The minutes before even EMS arrives matter the most. Most often, if a patient is brought to the hospital without having received compressions, it will be too late.

AHA in the Classroom: CPR Education for Kindergarten through College

Students learning CPR at a local course offered by AHA Instructor Evelyn Massey, MD.

So why teach children?

“Because they’re everywhere!” exclaims Dr. Massey. “Someone at school, the mall, church or anywhere can collapse. Youth are often the only ones present – especially among peer groups – and they need to be able to act until EMS arrives.”

Not unexpected, her work has inspired a spike in interest in medicine as a career by providing students a practical introduction.
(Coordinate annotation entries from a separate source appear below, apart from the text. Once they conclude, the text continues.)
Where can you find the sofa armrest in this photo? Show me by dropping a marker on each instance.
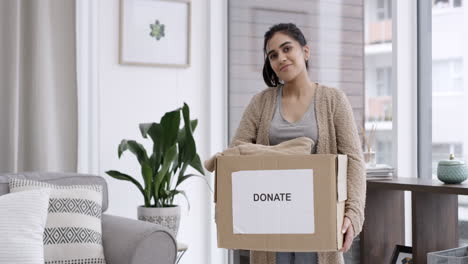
(128, 241)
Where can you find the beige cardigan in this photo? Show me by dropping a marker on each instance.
(337, 134)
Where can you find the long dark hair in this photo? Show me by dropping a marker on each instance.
(290, 29)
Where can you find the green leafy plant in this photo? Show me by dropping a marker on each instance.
(174, 150)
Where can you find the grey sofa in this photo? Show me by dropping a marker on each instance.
(125, 241)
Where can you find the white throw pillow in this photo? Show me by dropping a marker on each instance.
(73, 233)
(22, 221)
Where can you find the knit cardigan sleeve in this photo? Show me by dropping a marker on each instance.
(348, 142)
(248, 127)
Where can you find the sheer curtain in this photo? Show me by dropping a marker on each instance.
(38, 97)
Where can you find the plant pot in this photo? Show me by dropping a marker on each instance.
(168, 217)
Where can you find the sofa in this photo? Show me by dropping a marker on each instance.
(125, 241)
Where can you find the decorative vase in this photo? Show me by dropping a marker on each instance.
(168, 217)
(452, 171)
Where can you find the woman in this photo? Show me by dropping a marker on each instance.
(295, 106)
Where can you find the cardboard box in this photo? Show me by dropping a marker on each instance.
(280, 203)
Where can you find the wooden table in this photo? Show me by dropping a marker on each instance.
(434, 218)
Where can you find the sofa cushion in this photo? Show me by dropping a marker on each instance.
(73, 232)
(23, 218)
(58, 179)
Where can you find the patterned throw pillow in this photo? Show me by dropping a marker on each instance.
(73, 229)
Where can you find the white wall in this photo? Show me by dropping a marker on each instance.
(129, 95)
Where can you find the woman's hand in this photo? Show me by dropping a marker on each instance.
(348, 231)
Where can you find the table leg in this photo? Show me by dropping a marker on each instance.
(435, 223)
(384, 225)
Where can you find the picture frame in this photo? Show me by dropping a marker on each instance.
(402, 255)
(155, 33)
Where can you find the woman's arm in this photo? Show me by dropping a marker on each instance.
(248, 126)
(349, 143)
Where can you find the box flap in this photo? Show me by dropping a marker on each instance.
(341, 183)
(339, 224)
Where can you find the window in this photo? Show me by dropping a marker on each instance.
(447, 76)
(384, 10)
(384, 81)
(440, 4)
(448, 101)
(378, 77)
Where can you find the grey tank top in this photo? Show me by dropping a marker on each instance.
(282, 130)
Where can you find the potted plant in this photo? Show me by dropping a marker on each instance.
(174, 150)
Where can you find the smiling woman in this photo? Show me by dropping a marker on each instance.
(294, 106)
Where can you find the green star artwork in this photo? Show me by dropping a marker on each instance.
(157, 30)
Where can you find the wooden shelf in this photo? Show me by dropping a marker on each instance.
(434, 217)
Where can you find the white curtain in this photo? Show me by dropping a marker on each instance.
(38, 97)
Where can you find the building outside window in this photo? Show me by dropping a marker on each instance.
(378, 77)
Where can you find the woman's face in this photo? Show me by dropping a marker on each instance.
(287, 57)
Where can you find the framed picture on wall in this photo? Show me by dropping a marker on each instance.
(155, 32)
(402, 255)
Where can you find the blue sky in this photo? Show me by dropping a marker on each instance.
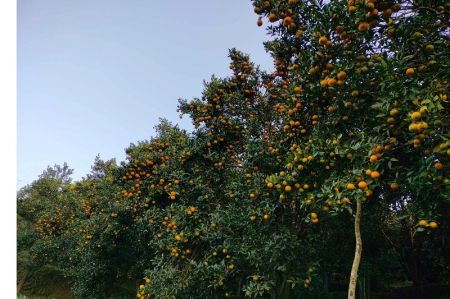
(94, 76)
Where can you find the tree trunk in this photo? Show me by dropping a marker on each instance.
(358, 250)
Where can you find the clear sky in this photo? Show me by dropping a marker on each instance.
(94, 76)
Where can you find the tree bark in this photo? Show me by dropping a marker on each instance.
(358, 250)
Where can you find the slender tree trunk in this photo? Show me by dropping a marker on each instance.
(358, 250)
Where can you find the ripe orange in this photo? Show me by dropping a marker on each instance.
(438, 165)
(433, 224)
(323, 40)
(362, 185)
(423, 223)
(416, 115)
(394, 186)
(273, 17)
(259, 22)
(410, 71)
(350, 186)
(375, 175)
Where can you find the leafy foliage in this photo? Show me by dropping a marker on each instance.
(258, 200)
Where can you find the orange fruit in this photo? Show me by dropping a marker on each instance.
(350, 186)
(416, 115)
(363, 26)
(362, 185)
(341, 75)
(259, 22)
(423, 223)
(375, 175)
(410, 71)
(394, 186)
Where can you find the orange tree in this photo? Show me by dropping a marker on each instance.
(363, 87)
(351, 125)
(216, 230)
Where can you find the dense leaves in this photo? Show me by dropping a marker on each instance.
(258, 201)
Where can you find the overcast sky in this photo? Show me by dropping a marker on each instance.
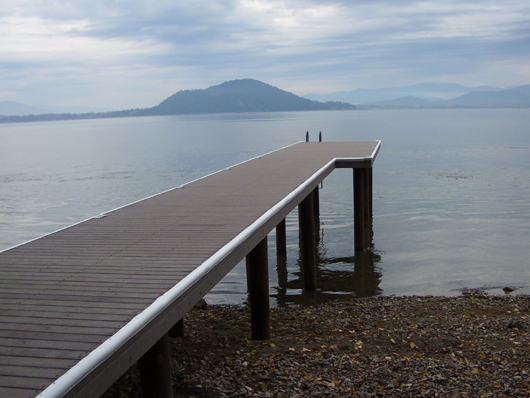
(121, 54)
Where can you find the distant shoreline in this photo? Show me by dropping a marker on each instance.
(51, 117)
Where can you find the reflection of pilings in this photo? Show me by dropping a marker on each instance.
(281, 239)
(258, 290)
(307, 242)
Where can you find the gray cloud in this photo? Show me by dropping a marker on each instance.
(135, 53)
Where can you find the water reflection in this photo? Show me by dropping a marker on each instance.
(357, 276)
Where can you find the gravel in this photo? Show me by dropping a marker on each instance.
(473, 345)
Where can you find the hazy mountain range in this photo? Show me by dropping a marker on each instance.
(249, 95)
(245, 95)
(432, 95)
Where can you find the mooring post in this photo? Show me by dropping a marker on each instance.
(281, 239)
(307, 242)
(258, 291)
(155, 371)
(178, 329)
(358, 208)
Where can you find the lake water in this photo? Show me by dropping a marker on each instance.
(451, 191)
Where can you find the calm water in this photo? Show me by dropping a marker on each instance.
(451, 189)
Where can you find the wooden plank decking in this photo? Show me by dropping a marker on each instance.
(64, 295)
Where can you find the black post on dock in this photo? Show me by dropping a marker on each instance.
(258, 291)
(155, 371)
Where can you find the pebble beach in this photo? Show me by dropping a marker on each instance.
(474, 345)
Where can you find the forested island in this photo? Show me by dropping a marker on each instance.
(245, 95)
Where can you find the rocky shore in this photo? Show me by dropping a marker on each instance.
(473, 345)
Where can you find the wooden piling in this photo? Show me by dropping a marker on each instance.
(359, 208)
(281, 239)
(155, 371)
(366, 202)
(258, 291)
(177, 330)
(307, 242)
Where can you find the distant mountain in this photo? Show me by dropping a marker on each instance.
(405, 102)
(514, 97)
(11, 108)
(429, 91)
(245, 95)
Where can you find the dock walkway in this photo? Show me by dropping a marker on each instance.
(78, 307)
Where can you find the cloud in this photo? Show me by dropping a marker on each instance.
(128, 46)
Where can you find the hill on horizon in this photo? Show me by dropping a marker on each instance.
(244, 95)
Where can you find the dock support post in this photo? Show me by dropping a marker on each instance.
(359, 199)
(155, 371)
(258, 291)
(307, 242)
(370, 193)
(316, 206)
(178, 329)
(281, 239)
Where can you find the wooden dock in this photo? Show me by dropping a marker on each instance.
(78, 307)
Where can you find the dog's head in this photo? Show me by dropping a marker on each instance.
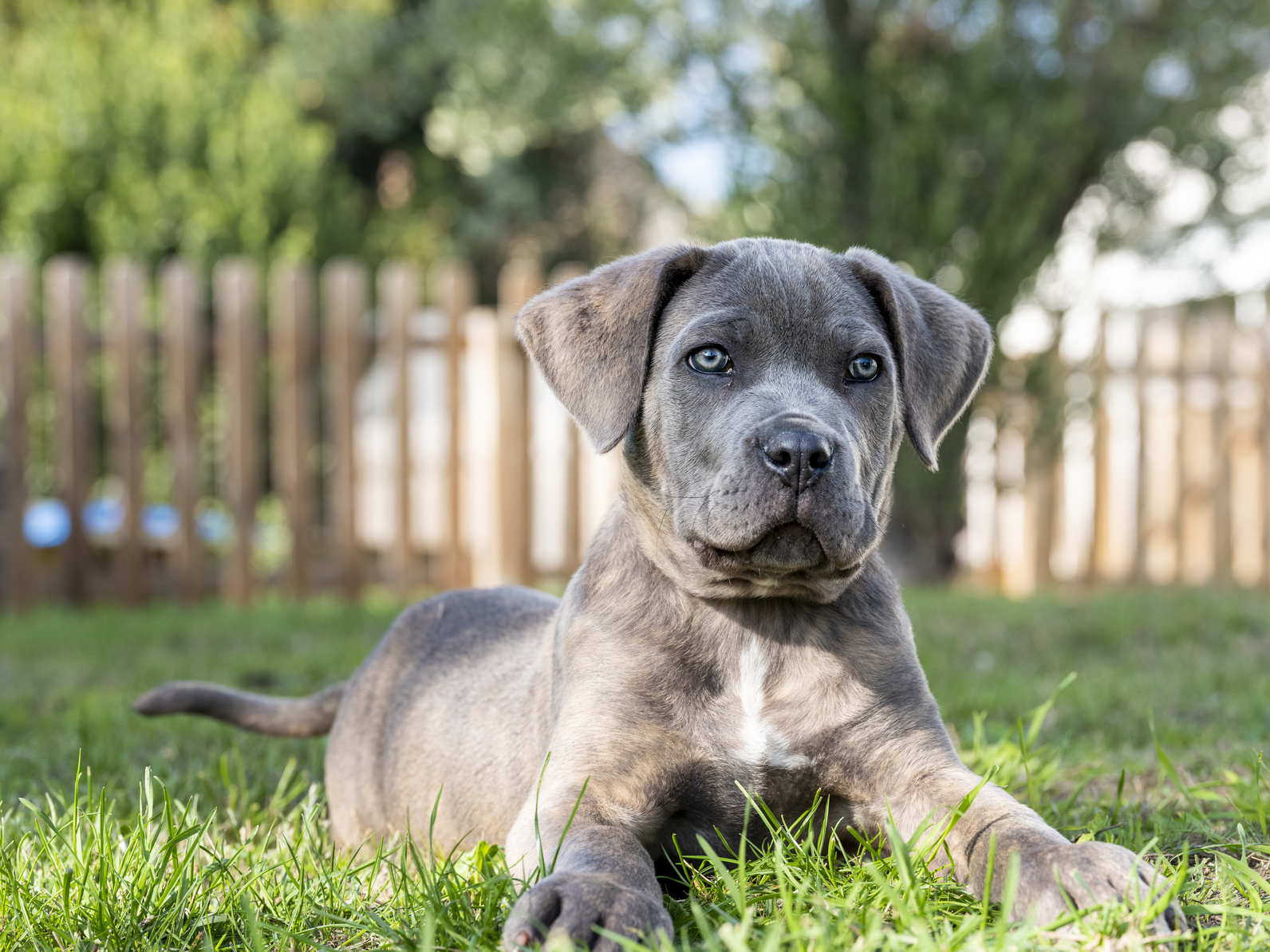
(762, 388)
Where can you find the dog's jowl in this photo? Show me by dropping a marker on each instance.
(733, 627)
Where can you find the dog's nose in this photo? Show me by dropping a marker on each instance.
(799, 457)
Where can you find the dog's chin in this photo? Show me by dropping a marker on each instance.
(787, 560)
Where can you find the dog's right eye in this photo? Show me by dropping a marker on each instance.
(710, 360)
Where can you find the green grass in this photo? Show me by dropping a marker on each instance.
(118, 833)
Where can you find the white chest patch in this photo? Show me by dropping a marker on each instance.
(759, 743)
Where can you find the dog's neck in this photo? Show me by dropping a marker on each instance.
(635, 561)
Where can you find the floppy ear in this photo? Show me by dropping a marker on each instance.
(592, 336)
(941, 344)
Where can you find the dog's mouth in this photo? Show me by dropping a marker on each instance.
(785, 550)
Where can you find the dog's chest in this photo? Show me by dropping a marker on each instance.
(755, 731)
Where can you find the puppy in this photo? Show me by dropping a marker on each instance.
(733, 627)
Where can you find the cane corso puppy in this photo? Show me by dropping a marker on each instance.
(733, 627)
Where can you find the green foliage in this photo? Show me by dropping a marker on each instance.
(152, 128)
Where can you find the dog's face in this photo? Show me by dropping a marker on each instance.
(767, 386)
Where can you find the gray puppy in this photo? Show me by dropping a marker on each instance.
(733, 627)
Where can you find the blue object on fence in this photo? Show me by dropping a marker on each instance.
(160, 521)
(46, 523)
(103, 516)
(215, 525)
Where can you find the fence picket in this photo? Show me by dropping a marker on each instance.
(294, 411)
(519, 281)
(343, 304)
(124, 291)
(17, 353)
(180, 321)
(455, 293)
(66, 287)
(238, 353)
(573, 544)
(399, 301)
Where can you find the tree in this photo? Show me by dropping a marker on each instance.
(150, 128)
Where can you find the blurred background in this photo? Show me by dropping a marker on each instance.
(261, 258)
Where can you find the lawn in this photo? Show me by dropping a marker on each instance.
(118, 833)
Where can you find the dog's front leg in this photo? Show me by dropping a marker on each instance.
(596, 876)
(1055, 875)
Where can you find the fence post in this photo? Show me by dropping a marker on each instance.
(124, 295)
(291, 345)
(183, 356)
(65, 302)
(455, 292)
(238, 351)
(519, 281)
(17, 353)
(399, 301)
(573, 542)
(343, 302)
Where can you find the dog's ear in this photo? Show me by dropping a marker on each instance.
(941, 344)
(592, 336)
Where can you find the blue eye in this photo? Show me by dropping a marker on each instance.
(864, 368)
(710, 360)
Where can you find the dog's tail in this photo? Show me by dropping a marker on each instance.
(277, 716)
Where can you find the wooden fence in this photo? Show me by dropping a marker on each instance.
(1161, 471)
(342, 435)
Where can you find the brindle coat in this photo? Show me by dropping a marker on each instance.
(733, 626)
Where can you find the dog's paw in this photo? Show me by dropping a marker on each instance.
(1083, 875)
(577, 904)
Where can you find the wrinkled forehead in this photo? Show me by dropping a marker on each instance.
(784, 289)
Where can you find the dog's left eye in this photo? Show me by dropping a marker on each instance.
(864, 368)
(710, 360)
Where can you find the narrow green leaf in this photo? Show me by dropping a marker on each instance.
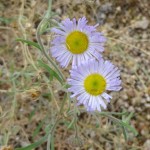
(37, 130)
(51, 71)
(34, 145)
(30, 43)
(52, 142)
(125, 133)
(71, 124)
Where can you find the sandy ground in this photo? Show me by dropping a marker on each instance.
(26, 94)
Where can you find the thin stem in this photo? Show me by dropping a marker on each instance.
(47, 16)
(56, 122)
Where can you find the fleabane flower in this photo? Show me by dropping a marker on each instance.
(76, 41)
(90, 82)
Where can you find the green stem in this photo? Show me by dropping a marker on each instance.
(55, 124)
(41, 44)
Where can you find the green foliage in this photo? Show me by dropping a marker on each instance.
(34, 44)
(51, 71)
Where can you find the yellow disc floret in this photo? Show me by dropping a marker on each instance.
(95, 84)
(77, 42)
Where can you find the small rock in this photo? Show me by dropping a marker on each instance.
(142, 24)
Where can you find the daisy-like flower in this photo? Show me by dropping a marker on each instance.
(90, 81)
(75, 40)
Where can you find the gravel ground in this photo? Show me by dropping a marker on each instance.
(126, 24)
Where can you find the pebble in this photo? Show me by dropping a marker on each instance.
(141, 24)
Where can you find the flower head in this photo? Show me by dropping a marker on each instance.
(90, 81)
(76, 41)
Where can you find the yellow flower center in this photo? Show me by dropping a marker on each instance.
(95, 84)
(77, 42)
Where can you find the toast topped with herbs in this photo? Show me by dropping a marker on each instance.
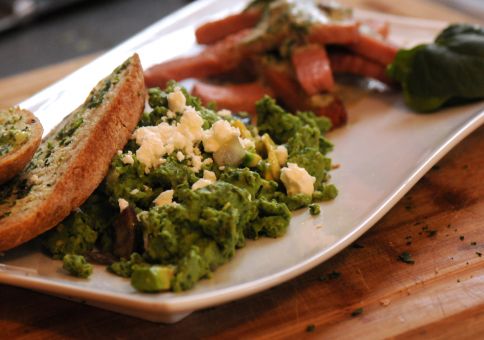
(74, 157)
(20, 135)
Moreover, Dr. Massey is grateful to the state of California for some help in this regard—and to the AHA for their efforts to expand CPR in Schools education legislation across the United States.

“California requires high school students pursuing medicine to be trained in CPR and for schools teaching health education to offer CPR training,” says Dr. Massey. “It is a good law, but we should expand it. I would like to see kids choosing medical fields to receive more advanced medical and first aid training, and for all students to have the basics in Hands-Only CPR.

“It is a life-saving skill for everyone to know.”